Widzowie telewizji pierwszy raz usłyszeli „Balladę o pancernych” Agnieszki Osieckiej w 1966 r. Wtedy też poznali załogę czołgu „Rudy”. Do dziś nie ma drugiego takiego serialu, który by stał się kulturowym, socjologicznym i historycznym fenomenem.
W latach 60. ubiegłego wieku, niespełna dwadzieścia lat od zakończenia wojny, wciąż było za wcześnie, aby rany całkiem się zabliźniły, ale pojawiły się w jej recepcji inne akcenty niż tylko martyrologia. Wyraźnie to widać w kinie – obok dramatów coraz częściej kręcono wojenne filmy przygodowe i komedie. Wojna stawała się w nich jedynie pretekstem dla pokazania sensacyjnej akcji lub gagów.

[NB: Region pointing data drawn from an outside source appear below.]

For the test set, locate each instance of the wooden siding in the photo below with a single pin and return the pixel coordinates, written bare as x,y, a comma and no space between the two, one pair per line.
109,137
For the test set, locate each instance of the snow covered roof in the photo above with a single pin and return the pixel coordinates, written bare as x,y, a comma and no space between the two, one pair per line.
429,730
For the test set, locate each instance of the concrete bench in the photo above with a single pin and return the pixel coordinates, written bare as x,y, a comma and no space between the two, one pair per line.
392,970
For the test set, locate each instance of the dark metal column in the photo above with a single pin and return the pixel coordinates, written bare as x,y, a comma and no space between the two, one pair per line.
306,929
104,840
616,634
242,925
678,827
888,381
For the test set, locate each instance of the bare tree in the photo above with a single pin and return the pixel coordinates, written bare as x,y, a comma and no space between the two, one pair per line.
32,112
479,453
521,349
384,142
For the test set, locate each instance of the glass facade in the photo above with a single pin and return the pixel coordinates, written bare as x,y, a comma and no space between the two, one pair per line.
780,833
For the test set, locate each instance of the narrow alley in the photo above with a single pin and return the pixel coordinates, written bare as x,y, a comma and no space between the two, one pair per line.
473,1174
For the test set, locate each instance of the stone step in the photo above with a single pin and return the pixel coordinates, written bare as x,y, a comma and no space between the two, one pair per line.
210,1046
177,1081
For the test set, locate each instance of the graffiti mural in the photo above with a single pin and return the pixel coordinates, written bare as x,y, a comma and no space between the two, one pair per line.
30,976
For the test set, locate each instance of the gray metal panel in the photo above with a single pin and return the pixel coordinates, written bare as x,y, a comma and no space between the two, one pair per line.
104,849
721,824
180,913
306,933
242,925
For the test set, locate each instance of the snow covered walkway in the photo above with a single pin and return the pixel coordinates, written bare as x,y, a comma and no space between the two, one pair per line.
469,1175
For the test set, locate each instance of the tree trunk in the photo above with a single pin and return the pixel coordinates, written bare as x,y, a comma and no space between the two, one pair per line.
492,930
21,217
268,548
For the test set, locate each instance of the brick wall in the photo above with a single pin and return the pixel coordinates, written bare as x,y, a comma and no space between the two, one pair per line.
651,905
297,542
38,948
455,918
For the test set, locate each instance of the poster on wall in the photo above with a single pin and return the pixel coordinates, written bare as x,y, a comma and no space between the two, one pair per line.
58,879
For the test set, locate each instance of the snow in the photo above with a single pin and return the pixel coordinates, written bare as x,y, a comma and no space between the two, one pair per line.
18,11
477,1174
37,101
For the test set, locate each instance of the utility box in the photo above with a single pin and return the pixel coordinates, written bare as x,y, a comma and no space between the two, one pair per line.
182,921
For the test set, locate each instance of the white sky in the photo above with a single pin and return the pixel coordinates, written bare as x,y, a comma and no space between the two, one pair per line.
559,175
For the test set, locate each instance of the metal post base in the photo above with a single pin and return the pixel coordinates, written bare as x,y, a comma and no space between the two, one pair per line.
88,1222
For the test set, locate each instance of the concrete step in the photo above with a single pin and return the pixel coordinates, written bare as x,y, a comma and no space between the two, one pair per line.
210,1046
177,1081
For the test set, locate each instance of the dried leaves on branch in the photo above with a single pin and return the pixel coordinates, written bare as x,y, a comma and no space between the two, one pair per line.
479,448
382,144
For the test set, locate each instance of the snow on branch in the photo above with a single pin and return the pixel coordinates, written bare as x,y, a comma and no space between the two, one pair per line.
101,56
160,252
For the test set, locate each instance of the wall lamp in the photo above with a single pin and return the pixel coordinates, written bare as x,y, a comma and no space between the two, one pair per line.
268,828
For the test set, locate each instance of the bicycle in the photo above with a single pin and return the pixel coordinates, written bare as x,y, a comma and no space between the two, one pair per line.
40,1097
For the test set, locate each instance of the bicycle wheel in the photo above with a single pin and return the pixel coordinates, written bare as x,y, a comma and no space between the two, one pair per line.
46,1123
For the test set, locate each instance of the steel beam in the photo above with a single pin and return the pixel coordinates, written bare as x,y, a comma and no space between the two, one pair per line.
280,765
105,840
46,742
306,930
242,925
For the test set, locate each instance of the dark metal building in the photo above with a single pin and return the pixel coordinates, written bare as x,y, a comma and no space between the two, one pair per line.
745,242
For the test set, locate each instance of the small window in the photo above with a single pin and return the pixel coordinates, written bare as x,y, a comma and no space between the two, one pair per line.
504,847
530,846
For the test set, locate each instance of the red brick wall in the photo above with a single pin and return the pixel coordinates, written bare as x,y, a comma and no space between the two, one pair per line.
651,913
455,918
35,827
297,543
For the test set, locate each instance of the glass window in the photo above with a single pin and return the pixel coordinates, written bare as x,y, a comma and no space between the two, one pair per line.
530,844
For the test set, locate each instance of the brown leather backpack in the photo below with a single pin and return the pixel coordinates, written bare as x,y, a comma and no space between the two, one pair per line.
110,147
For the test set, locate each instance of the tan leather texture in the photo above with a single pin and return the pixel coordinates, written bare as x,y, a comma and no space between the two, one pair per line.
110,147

Dobrym tego przykładem są takie amerykańskie produkcje: „Parszywa dwunastka” (1967) i „Złoto dla zuchwałych” (1970), amerykańsko-brytyjski „Tylko dla orłów” czy francuska „Wielka ucieczka” (1963). Ta tendencja dotarła i do Polski. W 1963 r. premierę miała komedia Tadeusza Chmielewskiego „Gdzie jest generał”, a następnego roku „Giuseppe w Warszawie” Stanisława Lenartowicza. W 1969 r. do kin weszła kolejna komedia Chmielewskiego – „Jak rozpętałem drugą wojnę światową”, która z miejsca podbiła publiczność nie tylko gagami, ale i egzotycznymi przygodami sympatycznego pechowca, starszego strzelca Franka Dolasa (Marian Kociniak).
Niebezpieczny Zorro
Kinu dzielnie sekundowała jej młodsza siostra telewizja, a już wtedy wielką popularnością cieszyły się seriale. W Polsce duszą widzów mających odbiorniki telewizyjne zawładnął „Zorro”. Serial o kalifornijskim banicie, który walczył z hiszpańskimi władzami kolonialnymi, był realizacją wytwórni Walta Disneya i to dość mocno zaniepokoiło niektórych decydentów w cenzurze.